[back]
Rust: Adventure Into System Software For ARM
modified: 2015-03-22 04:22:15

1. Rust: Adventure Into System Software For ARM
1.1. Minimal Program
1.2. To ARM Or Not To ARM?
1.3. Tools Needed
1.4. QEMU Saves The Day
1.5. More Structure And.. A Kernel?
1. Rust: Adventure Into System Software For ARM

To preface this and explain my reasoning I had decided I was going to try to use Rust to do some system level programming on bare metal. I have done a lot on X86 and ARM using C but never with Rust. All I had at the time was the rustc installed using the pre-built windows installation and a virtual machine with 300MB running an older version of Debian linux with a gcc cross-compiler for ARM and binutils.

1.1. Minimal Program

Firstly, I wanted to see how much I could strip away and have left just the minimal rust implementation in an outputted binary.
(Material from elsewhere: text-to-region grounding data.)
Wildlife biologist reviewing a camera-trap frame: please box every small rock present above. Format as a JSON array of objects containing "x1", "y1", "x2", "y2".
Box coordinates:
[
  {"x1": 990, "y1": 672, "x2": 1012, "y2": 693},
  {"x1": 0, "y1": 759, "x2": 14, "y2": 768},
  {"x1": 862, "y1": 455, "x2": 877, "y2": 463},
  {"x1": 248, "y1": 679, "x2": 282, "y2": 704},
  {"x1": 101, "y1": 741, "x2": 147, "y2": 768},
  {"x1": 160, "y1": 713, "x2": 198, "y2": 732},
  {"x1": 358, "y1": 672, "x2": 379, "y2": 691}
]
To do this with a little research I came up with:

    #![feature(lang_items)]
    #![no_std]

    #[lang="sized"]
    trait Sized {}
    #[lang="sync"]
    trait Sync {}

    #[start]
    fn main(argc: int, argv: *const *const u8) -> int {
        0
    }

I checked the output with --emit=asm and as expected it literally only contained the main function! It did however include prolog and epilog for the function. After some research I found out that currently there is no way to tell Rust to emit a naked function essentially. This means I will either have to sort of hack it up or link to some external assembly file. However, I was going to put this on hold and look at actually targeting my desired architecture which is different than my development platform.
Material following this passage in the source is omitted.